Mix is a critical input to hydro simulations used in modeling chemical or nuclear reaction processes in fluids. It has been identified as a possible cause of performance degradation in inertial confinement fusion (ICF) targets. Mix contributes to numerical solution uncertainty through its dependence on turbulent transport coefficients, themselves uncertain and even controversial quantities. These coefficients are a central object of study in this paper, carried out in an Richtmyer–Meshkov unstable circular two-dimensional (2D) geometry suggested by an ICF design. We study a pre-turbulent regime and a fully developed regime.
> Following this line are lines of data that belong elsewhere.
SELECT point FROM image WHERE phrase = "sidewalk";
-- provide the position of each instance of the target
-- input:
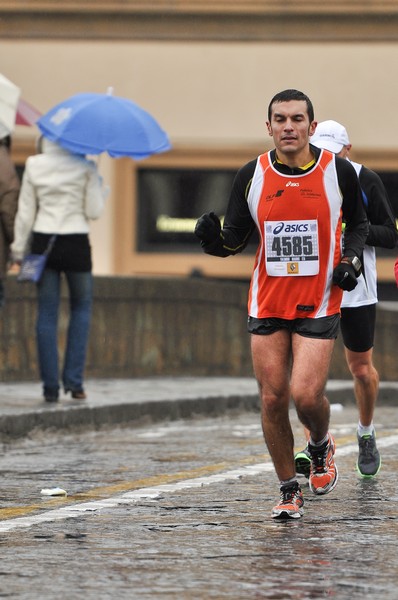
(133, 401)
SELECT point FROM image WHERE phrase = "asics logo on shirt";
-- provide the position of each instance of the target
(290, 228)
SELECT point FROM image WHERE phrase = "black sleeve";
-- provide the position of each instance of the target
(238, 224)
(354, 215)
(382, 228)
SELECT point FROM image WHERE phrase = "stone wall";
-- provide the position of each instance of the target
(143, 327)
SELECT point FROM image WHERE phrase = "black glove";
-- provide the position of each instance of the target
(208, 228)
(344, 276)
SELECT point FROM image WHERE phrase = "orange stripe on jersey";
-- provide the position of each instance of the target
(299, 221)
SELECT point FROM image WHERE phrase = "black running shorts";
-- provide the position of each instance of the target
(325, 328)
(358, 327)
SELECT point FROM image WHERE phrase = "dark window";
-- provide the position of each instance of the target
(171, 200)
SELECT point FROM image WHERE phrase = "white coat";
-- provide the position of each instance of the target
(60, 193)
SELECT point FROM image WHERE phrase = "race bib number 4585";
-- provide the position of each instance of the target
(291, 247)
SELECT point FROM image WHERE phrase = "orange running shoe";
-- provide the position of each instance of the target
(323, 474)
(291, 504)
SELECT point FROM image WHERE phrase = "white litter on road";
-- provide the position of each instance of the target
(135, 496)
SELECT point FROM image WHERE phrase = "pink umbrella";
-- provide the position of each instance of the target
(26, 113)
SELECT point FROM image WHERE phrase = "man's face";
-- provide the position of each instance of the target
(290, 126)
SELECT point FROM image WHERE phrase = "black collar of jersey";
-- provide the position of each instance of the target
(285, 170)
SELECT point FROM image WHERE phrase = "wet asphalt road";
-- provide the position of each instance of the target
(181, 510)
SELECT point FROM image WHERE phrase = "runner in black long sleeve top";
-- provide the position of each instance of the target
(238, 223)
(296, 196)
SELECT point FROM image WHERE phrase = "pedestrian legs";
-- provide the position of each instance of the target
(80, 299)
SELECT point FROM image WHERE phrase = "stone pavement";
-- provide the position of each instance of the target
(136, 401)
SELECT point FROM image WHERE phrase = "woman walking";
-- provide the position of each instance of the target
(60, 193)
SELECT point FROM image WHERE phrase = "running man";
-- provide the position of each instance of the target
(358, 308)
(296, 196)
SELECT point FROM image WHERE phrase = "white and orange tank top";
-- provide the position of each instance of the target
(298, 218)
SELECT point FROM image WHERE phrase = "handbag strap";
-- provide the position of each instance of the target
(50, 245)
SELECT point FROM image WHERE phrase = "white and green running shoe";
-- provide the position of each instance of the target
(369, 461)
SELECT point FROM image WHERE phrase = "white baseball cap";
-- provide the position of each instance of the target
(331, 136)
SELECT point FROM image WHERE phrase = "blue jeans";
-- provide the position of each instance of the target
(80, 287)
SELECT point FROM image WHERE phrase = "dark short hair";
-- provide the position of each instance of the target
(287, 96)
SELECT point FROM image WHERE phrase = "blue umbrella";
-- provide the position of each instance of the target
(95, 123)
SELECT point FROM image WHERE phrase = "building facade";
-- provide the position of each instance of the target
(206, 71)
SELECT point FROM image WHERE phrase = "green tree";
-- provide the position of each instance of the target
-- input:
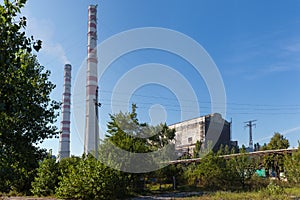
(91, 179)
(126, 137)
(27, 113)
(242, 168)
(46, 180)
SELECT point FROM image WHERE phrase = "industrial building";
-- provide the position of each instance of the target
(206, 128)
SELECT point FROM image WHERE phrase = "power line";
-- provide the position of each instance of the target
(250, 124)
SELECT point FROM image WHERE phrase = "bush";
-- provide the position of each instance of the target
(47, 178)
(91, 179)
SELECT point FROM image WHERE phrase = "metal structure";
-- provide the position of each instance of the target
(64, 142)
(250, 124)
(91, 126)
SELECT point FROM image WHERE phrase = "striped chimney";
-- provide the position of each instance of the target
(91, 126)
(64, 141)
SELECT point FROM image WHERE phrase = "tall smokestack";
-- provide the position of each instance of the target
(64, 142)
(91, 125)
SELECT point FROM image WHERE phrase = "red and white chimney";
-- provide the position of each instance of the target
(64, 141)
(91, 139)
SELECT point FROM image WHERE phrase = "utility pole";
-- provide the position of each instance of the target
(250, 124)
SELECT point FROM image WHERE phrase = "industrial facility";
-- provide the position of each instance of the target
(206, 128)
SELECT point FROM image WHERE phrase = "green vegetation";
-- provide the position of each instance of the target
(27, 113)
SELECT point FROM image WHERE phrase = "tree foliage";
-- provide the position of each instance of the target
(91, 179)
(27, 113)
(46, 179)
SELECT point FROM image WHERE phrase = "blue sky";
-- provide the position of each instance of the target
(255, 45)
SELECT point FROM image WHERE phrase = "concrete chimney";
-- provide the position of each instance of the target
(64, 141)
(91, 139)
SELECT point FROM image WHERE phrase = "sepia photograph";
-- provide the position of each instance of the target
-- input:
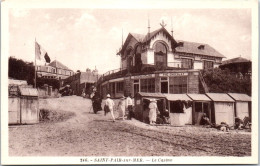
(129, 82)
The former, at times between the first shock passage and reshock, is characterized by mixing in the form of interpenetrating but coherent fingers and the latter, at times after reshock, has fully developed turbulent structures. This paper focuses on the scaling of spatial averages of turbulence coefficients under mesh refinement and under variation of molecular viscosity [i.e., Reynolds number (Re)]. We find that the coefficients scale under mesh refinement with a power of spatial grid spacing derived from the Kolmogorov 2/3 law, especially after reshock. We document the dominance of turbulent over molecular transport and convergence of the turbulent transport coefficients in the infinite Re limit. The transport coefficients do not coincide for the pre- and post-reshock flow regimes, with significantly stronger transport coefficients after reshock.